Из подгоревшего мундштука папиросы пахнуло горечью, она придавила тусклый огонек и открыла дверь в райком.
— Да уж с полчаса будет, как ушли,— сказал старик-сторож.
Он сидел в маленьком вестибюле один и, нацепив на нос подвязанные ниткой очки, крошил перочинным ножом рыжие табачные листья. Перед ним на тумбочке стоял телефон. К стене был приколот кнопками список домашних адресов,
— Тогда я позвоню,— сказала она после недолгого колебания.
— Отчего не позвонить, ежели какое срочное дело...
Вера Николаевна отыскала номер первого секретаря.
— Товарищ Урбанский?
— Урбанский слушает,— низким баритоном ответила трубка.
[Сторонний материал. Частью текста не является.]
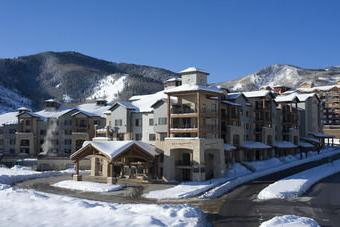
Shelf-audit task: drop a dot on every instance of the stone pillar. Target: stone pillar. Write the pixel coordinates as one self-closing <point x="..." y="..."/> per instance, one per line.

— Товарищ Урбанский...— у нее вдруг перехватило дыхание. Комкая, в руке шнур, она пыталась произнести застрявшие слова, а перед глазами плыли и плыли какие-то странные клубы тумана, превращаясь то в Белугина, то в Бугрова, то в растерянные, ждущие лица ребят, и туман обволакивал ее со всех сторон, немой и непроницаемый.
— Товарищ Урбанский,— хрипло позвала она.
— В чем дело? Кто это говорит?..
Она испугалась, что сейчас он положит трубку, и ухватилась за первые попавшиеся слова.
— Вы должны вмешаться, товарищ Урбанский...
— А вы присядьте, присядьте-ка,— с ворчливым сочувствием пробормотал сторож, подставляя ей свой табурет.
Благодарно кивнув, она села — и слова сами собой хлынули легко и свободно.
— Так вы об этих нигилистах? — сказала трубка.— А где же вы раньше были?
— Но я только недавно узнала об активе, и меня никто...
— Нет, раньше, раньше! — повысила голос трубка.— Допустили, что вся школа разложилась, ученики у вас творят черт те что, а вы решили теперь себя выгораживать...
— Я говорю не о себе и не об учителях,— Вера Николаевна снова чувствовала себя спокойной.— Я сама просила бы заслушать нас на бюро райкома партии.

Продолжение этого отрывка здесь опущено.